Giving false or misleading information in connection with a report or occupier’s notice that relates to a search warrant is an offence under section 63(1A) of the Law Enforcement (Powers and Responsibilities) Act 2002 which carries a maximum penalty of 2 years in prison.

To establish the offence, the prosecution must prove beyond reasonable doubt that:

  1. You gave information to an eligible issuing officer,
  2. Your information was in or in connection with a report or occupier’s notice relating to a search warrant,
  3. Your information was false or misleading in a material particular, and
  4. You knew the information was false or misleading in the material particular.

An ‘eligible issuing officer’ is:

  1. An eligible judge for a covert or criminal organisation search warrant, or
  2. An authorised officer for any other search warrant.

An ‘eligible judge’ is a Justice of the Supreme Court of New South Wales or another judge nominated by the Attorney General.

An ‘authorised officer’ is a registrar of the Local Court, magistrate of the Local or Children’s Court or employee of the Attorney General’s Department authorised by the Attorney General to act in that capacity.

Sections 74 and 75 of the Act set out the requirements that relate to reports to eligible issuing officers regarding the execution of search warrants.

Section 74 requires a person to whom a search warrant other than a covert search warrant is granted to furnish a written report to the granting eligible officer within 10 days after the execution or expiry of the warrant, whichever occurs first:

  1. Stating whether or not the warrant was executed, 
  2. If it was executed, briefly setting out the result of the execution, including a brief description of anything seized,
  3. If it was not executed, briefly setting out the reasons why,
  4. Stating whether or not an occupier’s notice was served, giving a brief description of any digital evidence access order executed, and containing a copy of any telephone warrant obtained, 
  5. Containing the occupier’s notice if the document was not provided to the occupier, and
  6. Containing any other particulars that may be prescribed by the regulations.

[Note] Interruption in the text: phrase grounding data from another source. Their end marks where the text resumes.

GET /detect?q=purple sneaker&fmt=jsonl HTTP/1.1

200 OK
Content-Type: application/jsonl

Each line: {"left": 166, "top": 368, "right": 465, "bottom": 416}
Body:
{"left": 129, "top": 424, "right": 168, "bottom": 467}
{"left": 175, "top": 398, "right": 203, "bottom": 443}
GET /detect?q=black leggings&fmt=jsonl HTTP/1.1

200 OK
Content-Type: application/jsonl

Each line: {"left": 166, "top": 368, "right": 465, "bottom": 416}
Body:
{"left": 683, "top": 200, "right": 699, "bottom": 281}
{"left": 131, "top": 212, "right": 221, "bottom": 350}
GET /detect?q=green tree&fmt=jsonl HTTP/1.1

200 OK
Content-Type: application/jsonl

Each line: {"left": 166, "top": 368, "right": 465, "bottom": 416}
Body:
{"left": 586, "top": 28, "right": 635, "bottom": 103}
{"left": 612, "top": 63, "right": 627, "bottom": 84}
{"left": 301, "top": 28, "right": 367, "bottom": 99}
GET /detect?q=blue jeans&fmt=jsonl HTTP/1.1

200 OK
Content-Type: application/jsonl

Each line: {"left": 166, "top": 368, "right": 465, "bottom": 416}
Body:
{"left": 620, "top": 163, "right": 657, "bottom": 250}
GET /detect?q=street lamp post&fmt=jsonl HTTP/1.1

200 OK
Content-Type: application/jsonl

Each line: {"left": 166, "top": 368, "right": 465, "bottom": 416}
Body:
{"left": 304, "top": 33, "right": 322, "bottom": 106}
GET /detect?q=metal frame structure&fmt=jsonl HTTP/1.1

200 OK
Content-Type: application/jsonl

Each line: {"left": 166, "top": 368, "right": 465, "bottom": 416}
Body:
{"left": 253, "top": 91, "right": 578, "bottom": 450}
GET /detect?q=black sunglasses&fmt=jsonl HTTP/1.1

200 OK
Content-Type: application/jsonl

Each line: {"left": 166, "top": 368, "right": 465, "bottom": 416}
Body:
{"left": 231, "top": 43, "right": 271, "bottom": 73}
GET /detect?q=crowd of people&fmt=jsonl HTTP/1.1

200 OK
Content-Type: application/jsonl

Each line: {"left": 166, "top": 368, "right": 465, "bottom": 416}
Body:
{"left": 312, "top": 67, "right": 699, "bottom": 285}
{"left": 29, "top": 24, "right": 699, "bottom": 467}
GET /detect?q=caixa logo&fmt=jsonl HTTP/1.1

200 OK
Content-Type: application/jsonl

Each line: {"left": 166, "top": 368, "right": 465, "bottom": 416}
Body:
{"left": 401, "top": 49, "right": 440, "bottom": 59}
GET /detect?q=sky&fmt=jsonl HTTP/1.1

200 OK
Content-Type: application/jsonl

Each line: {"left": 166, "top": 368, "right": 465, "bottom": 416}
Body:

Section 75 requires a person to whom a covert search warrant is granted to furnish a written report to the granting eligible officer within 10 days after the execution or expiry of the warrant, whichever occurs first:

  1. Stating the address or other description of the subject premises,
  2. Stating whether or not the warrant was executed, and
  3. If it was executed:
  1. Stating the date on which this occurred,
  2. Stating the name or code-name of the person in charge when it was executed,
  3. Stating the name or code-name of any person who executed it as well as the nature of the person’s involvement,
  4. Stating the powers that were exercised, and
  5. Briefly setting out the result of the operation, including a brief description of anything seized, substituted or examined, and any data accessed.

The offence of giving false or misleading information in connection with a report or occupier’s notice applies whether or not the information was verified on oath or affirmation, and extends to applications in person as well as over the phone or by way of other electronic link.

General legal defences to the offence include duress, necessity and self-defence.

If you are able to raise evidence of a general legal defence, the onus then shifts to the prosecution to prove beyond a reasonable doubt that the defence does not apply to the circumstances of the case.

You are entitled to an acquittal if the prosecution is unable to do this.